I joined another forum here the members have started contacting each other through mumsnet etc. They have a thought to set up real life meetings face to face in a support group type of thing. I think for a lot of people that may help but it may cause issues to. How does anyone know that a journalist or the like won’t be pretending just to do a report on the group. You really can’t win in this club.
Please do let me know how you ge on with the social services as we are still afraid that thy may turn up when our son leaves prison even although thy have said case closed and we won’t b back when he comes out.

PerfectlySafeDad
Posts: 171
Joined: Tue Aug 23, 2016 2:57 am

Re: About to be indicted on indecent Images

Unread post by PerfectlySafeDad » Fri Jul 05, 2019 4:22 pm

'I find the whole thing very hard because you have to be so careful who you talk to about it'.

This is a very telling sign of a witch hunt. One bad word from somebody - anybody - one thowaway remark and they're in ... launching their investigations and 'risk assessments' (an absolutely awful insidious term that has enabled people's family lives to be profoundly disrupted based on these assholes' guesses on what 'might happen' and driven primarily by a legal need to cover their backs, as opposed to truly care about children.)

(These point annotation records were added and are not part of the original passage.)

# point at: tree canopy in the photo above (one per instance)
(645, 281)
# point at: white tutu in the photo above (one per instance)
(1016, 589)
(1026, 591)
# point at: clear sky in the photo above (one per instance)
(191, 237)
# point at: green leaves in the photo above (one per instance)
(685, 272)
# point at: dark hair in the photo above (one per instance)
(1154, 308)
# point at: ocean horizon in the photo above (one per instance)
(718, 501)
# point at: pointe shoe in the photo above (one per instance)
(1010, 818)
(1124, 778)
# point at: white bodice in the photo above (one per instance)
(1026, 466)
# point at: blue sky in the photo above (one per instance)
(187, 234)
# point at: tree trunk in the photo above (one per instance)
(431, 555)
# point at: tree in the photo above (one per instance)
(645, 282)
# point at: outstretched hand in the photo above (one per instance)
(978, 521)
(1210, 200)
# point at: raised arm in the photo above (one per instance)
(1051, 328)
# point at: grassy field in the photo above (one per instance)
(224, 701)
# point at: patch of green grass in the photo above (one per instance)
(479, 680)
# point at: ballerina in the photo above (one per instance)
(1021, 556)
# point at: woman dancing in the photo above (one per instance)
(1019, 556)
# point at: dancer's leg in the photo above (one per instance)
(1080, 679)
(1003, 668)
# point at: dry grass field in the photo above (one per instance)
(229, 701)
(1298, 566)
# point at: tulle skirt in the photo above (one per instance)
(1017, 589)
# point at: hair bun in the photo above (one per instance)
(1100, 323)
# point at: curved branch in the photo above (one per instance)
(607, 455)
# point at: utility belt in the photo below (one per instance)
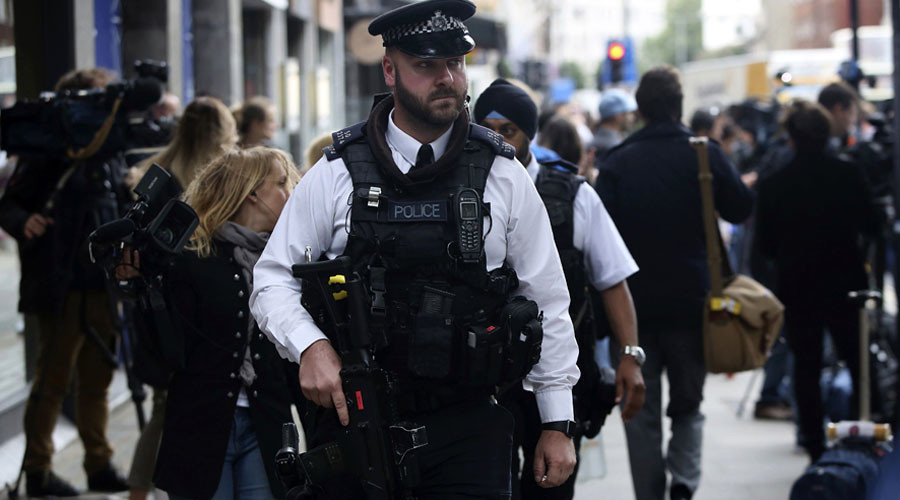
(425, 339)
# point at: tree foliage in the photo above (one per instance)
(680, 41)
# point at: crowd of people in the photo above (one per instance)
(599, 228)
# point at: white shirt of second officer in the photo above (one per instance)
(317, 215)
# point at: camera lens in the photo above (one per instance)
(165, 235)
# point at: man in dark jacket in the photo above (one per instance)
(649, 185)
(810, 217)
(50, 207)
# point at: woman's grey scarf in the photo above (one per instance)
(248, 246)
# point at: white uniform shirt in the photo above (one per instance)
(606, 258)
(318, 215)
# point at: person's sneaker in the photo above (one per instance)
(107, 480)
(47, 484)
(680, 492)
(773, 411)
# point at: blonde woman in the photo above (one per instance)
(257, 121)
(225, 408)
(206, 131)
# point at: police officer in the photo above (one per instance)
(589, 245)
(427, 273)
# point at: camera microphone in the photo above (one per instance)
(112, 232)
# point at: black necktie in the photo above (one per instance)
(425, 157)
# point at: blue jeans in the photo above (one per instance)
(678, 354)
(243, 475)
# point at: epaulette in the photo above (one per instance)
(493, 139)
(343, 137)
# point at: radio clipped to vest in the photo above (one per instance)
(469, 224)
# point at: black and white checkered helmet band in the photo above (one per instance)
(438, 23)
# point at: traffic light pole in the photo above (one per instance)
(854, 41)
(895, 18)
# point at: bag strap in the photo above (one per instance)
(714, 245)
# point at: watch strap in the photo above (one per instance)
(567, 427)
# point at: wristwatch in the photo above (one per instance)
(567, 427)
(635, 352)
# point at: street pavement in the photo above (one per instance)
(743, 458)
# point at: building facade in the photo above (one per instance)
(291, 51)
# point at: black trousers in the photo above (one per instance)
(523, 405)
(805, 332)
(467, 456)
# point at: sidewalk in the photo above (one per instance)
(743, 458)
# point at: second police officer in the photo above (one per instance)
(386, 194)
(590, 247)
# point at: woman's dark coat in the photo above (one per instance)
(209, 303)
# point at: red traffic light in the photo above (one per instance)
(615, 51)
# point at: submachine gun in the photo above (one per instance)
(377, 447)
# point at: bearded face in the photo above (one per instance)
(431, 91)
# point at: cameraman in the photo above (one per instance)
(60, 286)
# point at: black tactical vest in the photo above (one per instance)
(404, 243)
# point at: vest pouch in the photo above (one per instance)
(522, 322)
(484, 355)
(432, 343)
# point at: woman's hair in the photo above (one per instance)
(255, 109)
(205, 132)
(560, 135)
(808, 124)
(218, 191)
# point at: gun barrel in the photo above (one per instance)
(289, 436)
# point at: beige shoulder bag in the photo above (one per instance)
(742, 318)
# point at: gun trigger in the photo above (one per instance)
(338, 279)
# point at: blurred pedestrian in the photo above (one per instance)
(226, 406)
(560, 136)
(206, 132)
(592, 254)
(617, 109)
(50, 207)
(257, 122)
(649, 185)
(811, 214)
(842, 103)
(703, 124)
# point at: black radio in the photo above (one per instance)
(469, 224)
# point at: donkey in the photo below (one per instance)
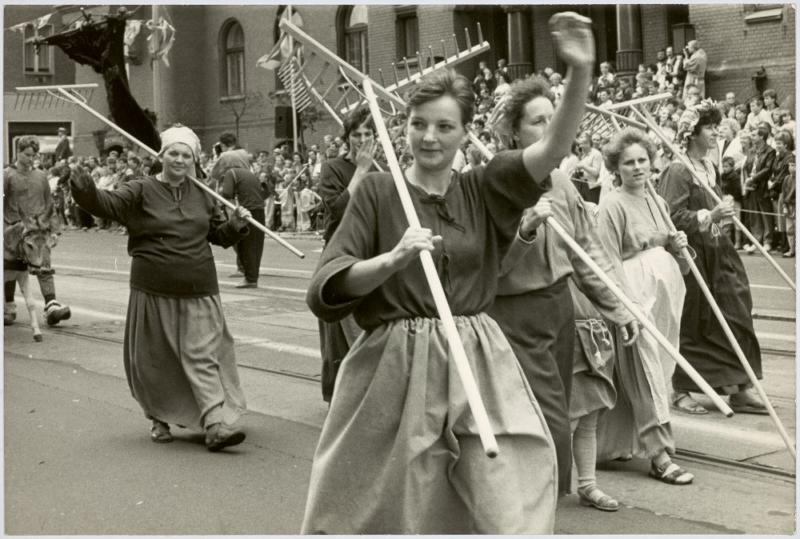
(26, 246)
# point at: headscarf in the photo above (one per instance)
(182, 134)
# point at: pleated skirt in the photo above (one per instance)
(400, 452)
(179, 360)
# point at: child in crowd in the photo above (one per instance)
(308, 200)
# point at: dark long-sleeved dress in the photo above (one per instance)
(399, 451)
(703, 342)
(178, 352)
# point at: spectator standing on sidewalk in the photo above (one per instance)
(241, 186)
(63, 150)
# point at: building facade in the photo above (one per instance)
(213, 84)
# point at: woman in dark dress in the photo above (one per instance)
(694, 211)
(399, 451)
(178, 352)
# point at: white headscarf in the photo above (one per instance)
(182, 134)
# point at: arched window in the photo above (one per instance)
(233, 54)
(353, 44)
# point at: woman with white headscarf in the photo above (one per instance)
(178, 352)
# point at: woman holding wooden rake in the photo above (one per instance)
(645, 253)
(703, 341)
(399, 451)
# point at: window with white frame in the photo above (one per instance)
(234, 59)
(37, 61)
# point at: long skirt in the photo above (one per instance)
(592, 360)
(179, 360)
(639, 423)
(400, 452)
(335, 340)
(540, 326)
(703, 342)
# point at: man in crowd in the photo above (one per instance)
(229, 143)
(63, 150)
(27, 194)
(695, 62)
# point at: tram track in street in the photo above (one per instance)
(683, 454)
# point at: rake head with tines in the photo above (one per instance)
(48, 97)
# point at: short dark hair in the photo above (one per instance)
(228, 139)
(621, 140)
(356, 119)
(763, 131)
(785, 137)
(441, 83)
(769, 92)
(710, 116)
(522, 92)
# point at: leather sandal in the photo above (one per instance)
(685, 403)
(222, 435)
(670, 473)
(744, 402)
(159, 432)
(592, 496)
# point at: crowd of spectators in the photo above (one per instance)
(756, 175)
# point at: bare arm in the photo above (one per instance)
(364, 158)
(365, 276)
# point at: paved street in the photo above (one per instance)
(79, 460)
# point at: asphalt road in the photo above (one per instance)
(79, 461)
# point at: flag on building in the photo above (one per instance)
(289, 72)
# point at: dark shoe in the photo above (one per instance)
(685, 403)
(9, 313)
(55, 312)
(221, 435)
(592, 496)
(159, 432)
(746, 402)
(670, 473)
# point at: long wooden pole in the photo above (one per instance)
(645, 117)
(291, 83)
(457, 351)
(634, 310)
(200, 184)
(724, 324)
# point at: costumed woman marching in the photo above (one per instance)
(703, 342)
(338, 181)
(178, 352)
(534, 273)
(643, 250)
(399, 451)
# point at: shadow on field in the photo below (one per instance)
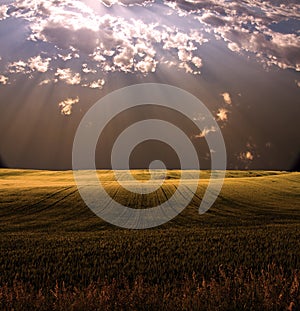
(2, 163)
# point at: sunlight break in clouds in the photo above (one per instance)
(222, 114)
(226, 98)
(68, 76)
(246, 156)
(38, 63)
(66, 105)
(3, 80)
(205, 132)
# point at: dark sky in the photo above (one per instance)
(240, 59)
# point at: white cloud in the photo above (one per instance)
(246, 156)
(206, 131)
(197, 61)
(3, 12)
(226, 98)
(222, 114)
(38, 63)
(47, 81)
(3, 79)
(67, 105)
(146, 65)
(86, 69)
(68, 76)
(17, 67)
(97, 84)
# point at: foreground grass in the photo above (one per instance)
(243, 254)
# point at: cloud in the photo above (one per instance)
(38, 63)
(222, 114)
(3, 12)
(68, 76)
(205, 132)
(246, 156)
(17, 67)
(3, 79)
(97, 84)
(226, 98)
(86, 69)
(47, 81)
(148, 64)
(197, 61)
(67, 105)
(136, 43)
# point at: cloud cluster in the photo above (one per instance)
(68, 76)
(67, 105)
(226, 98)
(3, 79)
(206, 131)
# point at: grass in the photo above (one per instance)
(243, 254)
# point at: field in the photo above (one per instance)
(243, 254)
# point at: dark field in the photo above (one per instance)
(243, 254)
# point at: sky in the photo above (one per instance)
(240, 58)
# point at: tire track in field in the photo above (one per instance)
(26, 207)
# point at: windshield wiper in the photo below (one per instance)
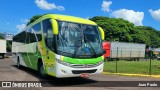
(90, 46)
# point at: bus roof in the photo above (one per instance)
(69, 18)
(64, 18)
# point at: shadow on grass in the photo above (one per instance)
(53, 81)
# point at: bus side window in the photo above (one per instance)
(48, 34)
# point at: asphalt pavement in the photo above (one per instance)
(9, 72)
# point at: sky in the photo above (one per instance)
(14, 14)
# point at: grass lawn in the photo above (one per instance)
(133, 67)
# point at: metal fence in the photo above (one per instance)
(132, 63)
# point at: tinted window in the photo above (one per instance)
(20, 37)
(48, 34)
(34, 34)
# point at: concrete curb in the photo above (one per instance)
(127, 74)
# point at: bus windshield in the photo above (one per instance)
(78, 40)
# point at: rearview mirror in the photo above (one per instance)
(54, 26)
(101, 32)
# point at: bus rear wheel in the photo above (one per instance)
(41, 71)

'we are still afraid that thy may turn up when our son leaves prison even although thy have said case closed and we won’t be back when he comes out'.

You're right to be afraid. They can't be trusted to keep their word and not move goalposts, either out of slyness or just rank incompetence.

The whole business of child protection is an utter witch hunt in the way social services (and other agencies) conduct it. "We have a duty.." cuts absolutely no ice with me. Anybody can claim to be a thing, but it's how you carry it out that counts. It needs to be carried out proportionately, which means taking into account the effects of any safeguarding decisions on the parents and family involved. They talk and carry on as if this side of things doesn't matter or even exist at all. They're all but inaccountable, with any mistakes or cruel decisions they make protected by the secrecy of family law. They hide behind the fact these are to protect the sensitivity of the children, but they twist it to their ends to cover up whatever they do. They carry it out with harshness, insensitivity and arrogance. They think themselves beyond reproach precisely because of the holy calling they've been given - child protection - as if that allows for any manner of harsh life-changing directives enforced on a parent.